Silbury Hill (Wiltshire, England), the largest man-made mound in Europe, is 30-metres high and 160-metres wide. It is more than 4,000 years old (c 2,400-2,000 BCE), and its purpose has been a well-kept secret for at least half that time. Several years ago, a hole appeared at the summit of the Neolithic monument, around the spot where the Duke of Northumberland had sunk a shaft to carry out excavations in 1776. Further investigation showed that other tunnels from later digs were also unstable. Contracting a team of engineers to stabilise the internal structure provided a chance to gain a greater insight into date and function. The work was only completed last winter, but while it could take two years to fully evaluate the finds, it seems Silbury had a part to play in later history that no one had hitherto imagined.
     Archaeologists found a series of medieval pot-holes on top of the hill, indicating a large building. The discovery of two arrowheads also suggested it had a defensive purpose in the period of the Danish invasions early in the 11th century. There is speculation, too, that Silbury was originally dome-shaped in its prehistoric form, and that its current flat-topped aspect was the result of later lopping off to create its military function.
     So the mound wasn't simply some ghostly feature that became abandoned in prehistoric times, says Rob Harding, the English Heritage project manager for the site. According to Harding, there is also evidence of Roman usage in the platforms along the side of the hill. "Often, the Romans adopted the local gods and forms of worship when they arrived in new countries, so we think it would have had some sort of ceremonial function for the Romans.
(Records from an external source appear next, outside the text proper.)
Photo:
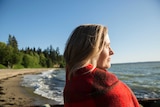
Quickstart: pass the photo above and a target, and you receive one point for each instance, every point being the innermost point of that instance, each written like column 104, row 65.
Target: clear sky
column 134, row 25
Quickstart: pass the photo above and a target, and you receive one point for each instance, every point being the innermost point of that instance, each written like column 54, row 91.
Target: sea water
column 143, row 78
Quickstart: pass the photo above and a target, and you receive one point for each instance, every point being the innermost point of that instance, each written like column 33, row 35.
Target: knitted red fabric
column 98, row 88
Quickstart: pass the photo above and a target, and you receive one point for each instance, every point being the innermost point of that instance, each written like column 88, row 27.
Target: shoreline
column 13, row 94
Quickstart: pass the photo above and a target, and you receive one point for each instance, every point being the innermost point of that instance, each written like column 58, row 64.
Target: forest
column 13, row 57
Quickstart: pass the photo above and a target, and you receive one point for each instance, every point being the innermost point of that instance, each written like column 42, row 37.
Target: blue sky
column 134, row 25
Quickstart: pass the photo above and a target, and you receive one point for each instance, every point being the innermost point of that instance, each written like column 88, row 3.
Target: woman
column 88, row 83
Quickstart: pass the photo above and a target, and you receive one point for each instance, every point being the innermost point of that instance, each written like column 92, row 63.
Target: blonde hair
column 84, row 45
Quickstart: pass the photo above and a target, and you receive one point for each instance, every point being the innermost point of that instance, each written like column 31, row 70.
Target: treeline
column 12, row 57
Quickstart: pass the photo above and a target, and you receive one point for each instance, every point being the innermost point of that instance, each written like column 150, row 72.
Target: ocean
column 142, row 77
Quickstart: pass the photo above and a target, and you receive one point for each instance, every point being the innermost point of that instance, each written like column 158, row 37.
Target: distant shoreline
column 136, row 62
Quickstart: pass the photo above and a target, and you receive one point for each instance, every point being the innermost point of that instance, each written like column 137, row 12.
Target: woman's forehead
column 107, row 40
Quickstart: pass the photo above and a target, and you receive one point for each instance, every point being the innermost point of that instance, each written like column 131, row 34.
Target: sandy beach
column 12, row 94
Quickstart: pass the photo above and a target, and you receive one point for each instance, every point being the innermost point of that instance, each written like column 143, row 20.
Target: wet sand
column 12, row 94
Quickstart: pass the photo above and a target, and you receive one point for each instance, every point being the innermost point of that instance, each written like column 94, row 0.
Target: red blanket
column 98, row 88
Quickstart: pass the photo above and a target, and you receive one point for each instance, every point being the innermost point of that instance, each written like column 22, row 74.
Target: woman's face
column 104, row 59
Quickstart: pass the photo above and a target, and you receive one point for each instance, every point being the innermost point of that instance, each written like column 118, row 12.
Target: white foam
column 38, row 82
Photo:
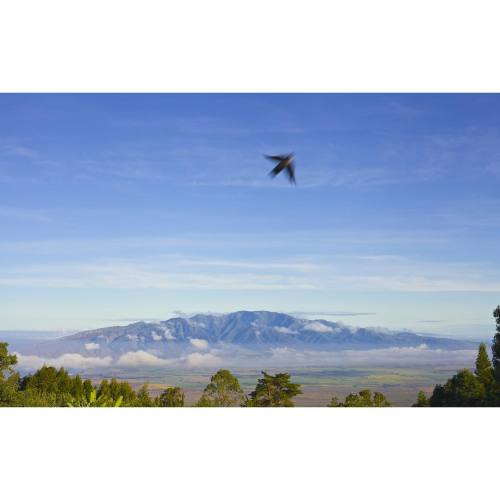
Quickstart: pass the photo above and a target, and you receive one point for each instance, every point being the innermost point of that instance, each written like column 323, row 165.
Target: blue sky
column 116, row 208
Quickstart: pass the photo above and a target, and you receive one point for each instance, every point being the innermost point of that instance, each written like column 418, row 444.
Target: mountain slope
column 249, row 330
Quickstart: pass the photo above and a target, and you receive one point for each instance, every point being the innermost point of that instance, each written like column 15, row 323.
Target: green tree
column 95, row 401
column 363, row 398
column 172, row 397
column 463, row 389
column 7, row 361
column 422, row 400
column 496, row 345
column 143, row 398
column 274, row 390
column 9, row 379
column 223, row 390
column 87, row 388
column 484, row 369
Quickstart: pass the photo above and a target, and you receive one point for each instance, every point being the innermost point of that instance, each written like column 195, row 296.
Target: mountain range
column 243, row 330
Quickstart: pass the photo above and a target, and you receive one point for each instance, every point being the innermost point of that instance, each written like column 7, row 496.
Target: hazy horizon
column 136, row 206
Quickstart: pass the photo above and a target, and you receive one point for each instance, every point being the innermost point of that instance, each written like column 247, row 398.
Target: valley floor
column 319, row 385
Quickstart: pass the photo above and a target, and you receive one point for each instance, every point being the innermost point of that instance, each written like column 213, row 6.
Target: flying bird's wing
column 278, row 168
column 290, row 170
column 275, row 158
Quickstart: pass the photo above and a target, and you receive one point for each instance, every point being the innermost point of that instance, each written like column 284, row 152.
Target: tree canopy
column 274, row 390
column 223, row 390
column 363, row 398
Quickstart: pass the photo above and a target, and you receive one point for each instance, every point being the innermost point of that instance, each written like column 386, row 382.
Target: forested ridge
column 52, row 387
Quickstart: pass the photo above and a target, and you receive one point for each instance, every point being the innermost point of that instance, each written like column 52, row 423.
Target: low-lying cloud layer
column 285, row 357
But it is possible it was disused in the period prior to their arrival in 43 BCE." As Harding admits, none of this brings us remotely closer to finding a conclusive explanation for why it was originally built. "You can rule out the idea that it formed a settlement, or an enclosure. We believe it had some sort of ceremonial or religious function, but we've found no evidence of human sacrifice or offerings to the gods, so we can't prove it."
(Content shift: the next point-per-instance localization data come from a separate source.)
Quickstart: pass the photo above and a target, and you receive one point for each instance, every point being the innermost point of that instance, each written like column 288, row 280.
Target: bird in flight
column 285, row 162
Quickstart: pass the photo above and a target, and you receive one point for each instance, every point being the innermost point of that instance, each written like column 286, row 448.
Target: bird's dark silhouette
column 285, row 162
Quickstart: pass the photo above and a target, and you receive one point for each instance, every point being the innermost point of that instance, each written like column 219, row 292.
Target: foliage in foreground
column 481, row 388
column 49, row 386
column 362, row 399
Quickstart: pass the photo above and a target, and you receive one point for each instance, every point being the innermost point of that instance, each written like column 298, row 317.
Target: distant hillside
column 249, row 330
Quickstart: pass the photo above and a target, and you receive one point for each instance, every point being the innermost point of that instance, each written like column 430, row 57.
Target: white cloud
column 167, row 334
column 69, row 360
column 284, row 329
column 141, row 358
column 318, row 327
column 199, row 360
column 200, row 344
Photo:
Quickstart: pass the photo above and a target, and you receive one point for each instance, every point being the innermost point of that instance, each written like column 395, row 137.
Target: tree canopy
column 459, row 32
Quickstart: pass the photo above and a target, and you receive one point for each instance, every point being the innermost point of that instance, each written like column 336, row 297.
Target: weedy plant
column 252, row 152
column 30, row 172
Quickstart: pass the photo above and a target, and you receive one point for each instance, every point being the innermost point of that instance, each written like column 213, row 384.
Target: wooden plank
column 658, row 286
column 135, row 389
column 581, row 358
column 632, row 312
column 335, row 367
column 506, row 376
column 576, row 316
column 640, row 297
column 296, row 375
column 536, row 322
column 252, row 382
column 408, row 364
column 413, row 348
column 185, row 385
     Bit by bit, archaeologists are piecing together elementary facts of how Silbury Hill was built. There were, it seems, three main phases. The first used stacked turf capped with clay; the second used piled rubble chalk and was undertaken soon afterwards, around 2,400 BCE. It is possible there was a gap of a few hundred years between this and the completion of the third phase. It's worth remembering that in its original conception it would have been stark white. "There is a lovely picture of it in the snow, and I think that is how it probably would have looked, this huge white hill in the landscape," agrees Harding.
     Because it's a fragile, though remarkably uneroded monument, access to the slopes and summit of Silbury is barred, but, says Harding, from the top you can see across to Avebury henge. If you visit the Sanctuary, the stone circle whose remains lie on a hill to the east, you can see across to Silbury, and the stone entrance to West Kennett Long Barrow. It's a fairly confident assertion that this great ensemble of monuments, in what now forms the Avebury World Heritage Site, formed some kind of "planned" landscape.